En la primera parte del documento Martí expone una serie de criterios los cuales ratifican su voluntad antimperialista, los objetivos propuestos con la contienda y lo que no debe repetirse de la gesta de 1868-1878. Allí vierte todo su ser, las razones de sus luchas, desvelos políticos, visiones:
“(…) ya estoy todos los días en peligro de dar mi vida por mi país y por mi deber -puesto que lo entiendo y tengo ánimos con que realizarlo- de impedir a tiempo con la independencia de Cuba que se extiendan por las Antillas los Estados Unidos y caigan, con esa fuerza más, sobre nuestras tierras de América. Cuanto hice hasta hoy, y haré, es para eso.”

“(…) más vitalmente interesados en impedir que en Cuba se abra, por la anexión de los imperialistas de allá y los españoles, el camino, que se ha de cegar, y con nuestra sangre estamos cegando, de la anexión de los pueblos de nuestra América al Norte revuelto y brutal que los desprecia (…) Viví en el monstruo, y le conozco las entrañas:- y mi honda es la de David».

“La guerra de Cuba, realidad superior a los vagos y dispersos deseos de los cubanos y españoles anexionistas (…)

“Puede aún tardar dos meses, si ha de ser real y estable, la constitución de nuestro gobierno, útil y sencillo.”

“(…) siento en la benevolencia de las almas la raíz de este cariño mío a la pena del hombre y a la justicia de remediarla (…)”

“La revolución desea plena libertad en el ejército, sin las trabas que antes le opuso una Cámara sin sanción real, o la suspicacia de una juventud celosa de su republicanismo, o los celos, y temores de excesiva prominencia futura, de un caudillo puntilloso o previsor (…)”

“En mí, sólo defenderé lo que tengo yo por garantía o servicio de la Revolución. Sé desaparecer. Pero no desaparecería mi pensamiento, ni me agriaría mi oscuridad.
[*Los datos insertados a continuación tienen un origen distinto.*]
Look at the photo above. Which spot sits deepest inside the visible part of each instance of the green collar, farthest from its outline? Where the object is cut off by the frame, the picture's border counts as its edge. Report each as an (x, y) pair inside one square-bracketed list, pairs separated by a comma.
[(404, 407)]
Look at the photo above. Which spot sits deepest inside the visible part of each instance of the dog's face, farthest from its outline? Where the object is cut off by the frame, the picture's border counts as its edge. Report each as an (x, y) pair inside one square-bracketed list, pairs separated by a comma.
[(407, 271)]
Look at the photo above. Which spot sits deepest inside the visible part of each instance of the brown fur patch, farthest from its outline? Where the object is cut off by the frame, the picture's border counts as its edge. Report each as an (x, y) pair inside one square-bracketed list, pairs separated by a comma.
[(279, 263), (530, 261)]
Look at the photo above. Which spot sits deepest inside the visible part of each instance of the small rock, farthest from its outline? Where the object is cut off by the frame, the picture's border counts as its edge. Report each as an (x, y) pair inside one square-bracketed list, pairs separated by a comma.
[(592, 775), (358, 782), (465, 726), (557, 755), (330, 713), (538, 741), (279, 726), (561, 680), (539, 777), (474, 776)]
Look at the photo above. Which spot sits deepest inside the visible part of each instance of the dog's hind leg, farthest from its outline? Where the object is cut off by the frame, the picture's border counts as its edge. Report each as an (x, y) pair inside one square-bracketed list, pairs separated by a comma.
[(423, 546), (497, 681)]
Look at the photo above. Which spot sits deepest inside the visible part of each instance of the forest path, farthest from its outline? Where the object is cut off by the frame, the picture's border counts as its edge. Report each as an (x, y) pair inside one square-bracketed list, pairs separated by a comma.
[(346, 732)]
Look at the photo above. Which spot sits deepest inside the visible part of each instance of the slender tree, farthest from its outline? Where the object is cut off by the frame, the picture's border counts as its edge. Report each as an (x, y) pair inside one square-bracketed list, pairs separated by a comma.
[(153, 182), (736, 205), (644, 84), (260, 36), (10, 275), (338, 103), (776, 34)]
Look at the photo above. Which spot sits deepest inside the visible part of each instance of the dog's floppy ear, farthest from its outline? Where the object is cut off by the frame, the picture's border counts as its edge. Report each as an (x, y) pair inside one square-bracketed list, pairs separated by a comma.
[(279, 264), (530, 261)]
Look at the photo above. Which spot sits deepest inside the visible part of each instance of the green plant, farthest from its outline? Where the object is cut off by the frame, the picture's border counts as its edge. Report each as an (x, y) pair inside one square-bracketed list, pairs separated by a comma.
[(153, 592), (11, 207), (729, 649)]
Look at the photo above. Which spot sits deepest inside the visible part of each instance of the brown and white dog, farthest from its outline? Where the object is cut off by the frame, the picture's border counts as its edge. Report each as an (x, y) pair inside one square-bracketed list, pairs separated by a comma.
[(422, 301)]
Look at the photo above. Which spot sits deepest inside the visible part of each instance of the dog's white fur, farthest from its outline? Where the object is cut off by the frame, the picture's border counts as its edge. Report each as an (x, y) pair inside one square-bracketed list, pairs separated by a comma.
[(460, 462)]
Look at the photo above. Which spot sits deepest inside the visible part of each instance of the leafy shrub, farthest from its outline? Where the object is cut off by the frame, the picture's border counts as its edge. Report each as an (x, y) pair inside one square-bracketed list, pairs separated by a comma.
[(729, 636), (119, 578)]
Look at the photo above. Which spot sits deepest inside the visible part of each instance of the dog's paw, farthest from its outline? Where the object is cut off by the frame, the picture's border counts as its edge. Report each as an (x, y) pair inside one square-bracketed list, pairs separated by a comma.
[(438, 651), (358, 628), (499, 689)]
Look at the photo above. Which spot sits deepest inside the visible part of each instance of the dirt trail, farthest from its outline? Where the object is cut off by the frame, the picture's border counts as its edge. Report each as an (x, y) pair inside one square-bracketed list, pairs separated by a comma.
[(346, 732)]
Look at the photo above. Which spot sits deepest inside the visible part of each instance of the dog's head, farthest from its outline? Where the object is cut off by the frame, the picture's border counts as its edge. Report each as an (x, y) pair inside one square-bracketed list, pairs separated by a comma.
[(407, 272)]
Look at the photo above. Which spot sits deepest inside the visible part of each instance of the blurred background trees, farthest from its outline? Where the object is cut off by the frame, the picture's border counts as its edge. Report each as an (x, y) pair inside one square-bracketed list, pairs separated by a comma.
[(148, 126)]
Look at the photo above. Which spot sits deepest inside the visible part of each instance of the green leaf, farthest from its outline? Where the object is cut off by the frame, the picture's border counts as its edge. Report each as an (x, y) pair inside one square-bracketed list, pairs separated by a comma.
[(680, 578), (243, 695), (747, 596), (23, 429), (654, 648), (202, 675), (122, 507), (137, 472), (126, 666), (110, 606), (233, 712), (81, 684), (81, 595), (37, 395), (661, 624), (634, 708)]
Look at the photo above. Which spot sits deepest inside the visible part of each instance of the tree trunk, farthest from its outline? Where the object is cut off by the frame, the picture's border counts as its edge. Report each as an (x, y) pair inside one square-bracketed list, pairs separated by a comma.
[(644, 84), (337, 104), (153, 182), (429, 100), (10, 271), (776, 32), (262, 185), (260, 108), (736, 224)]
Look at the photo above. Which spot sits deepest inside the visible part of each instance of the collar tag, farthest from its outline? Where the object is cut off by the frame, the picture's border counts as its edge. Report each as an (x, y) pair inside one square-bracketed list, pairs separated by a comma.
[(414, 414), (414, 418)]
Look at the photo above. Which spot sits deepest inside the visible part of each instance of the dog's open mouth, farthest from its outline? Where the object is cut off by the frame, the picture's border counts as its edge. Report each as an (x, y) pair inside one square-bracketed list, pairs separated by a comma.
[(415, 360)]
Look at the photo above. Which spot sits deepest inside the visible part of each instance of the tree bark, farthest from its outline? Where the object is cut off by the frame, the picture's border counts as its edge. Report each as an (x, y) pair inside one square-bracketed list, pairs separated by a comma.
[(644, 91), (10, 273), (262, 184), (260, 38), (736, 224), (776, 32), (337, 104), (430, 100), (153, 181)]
Y en cuanto tengamos forma, obraremos, cúmplame esto a mí, o a otros.”

La segunda sección de la misiva, si es que así pudiera decirse, apenas la inicia con cuestiones propias de la relación amigable entre los dos hombres:
“Y ahora, puesto delante lo de interés público, le hablaré de mí, ya que sólo la emoción de este deber pudo alzar de la muerte apetecida al hombre que (…) mejor lo conoce y acaricia como un tesoro en su corazón la amistad con que Vd. lo enorgullece.”

La llegada al campamento del general Bartolomé Masó le hace interrumpir la escritura que nunca reiniciaría, y luego del fatídico combate, la carta quedó en poder de los españoles.

Al día siguiente, tres disparos ciegan su valiosa vida, cumpliéndose así lo expuesto en la última carta a Mercado: “Sé desaparecer. Pero no desaparecería mi pensamiento.”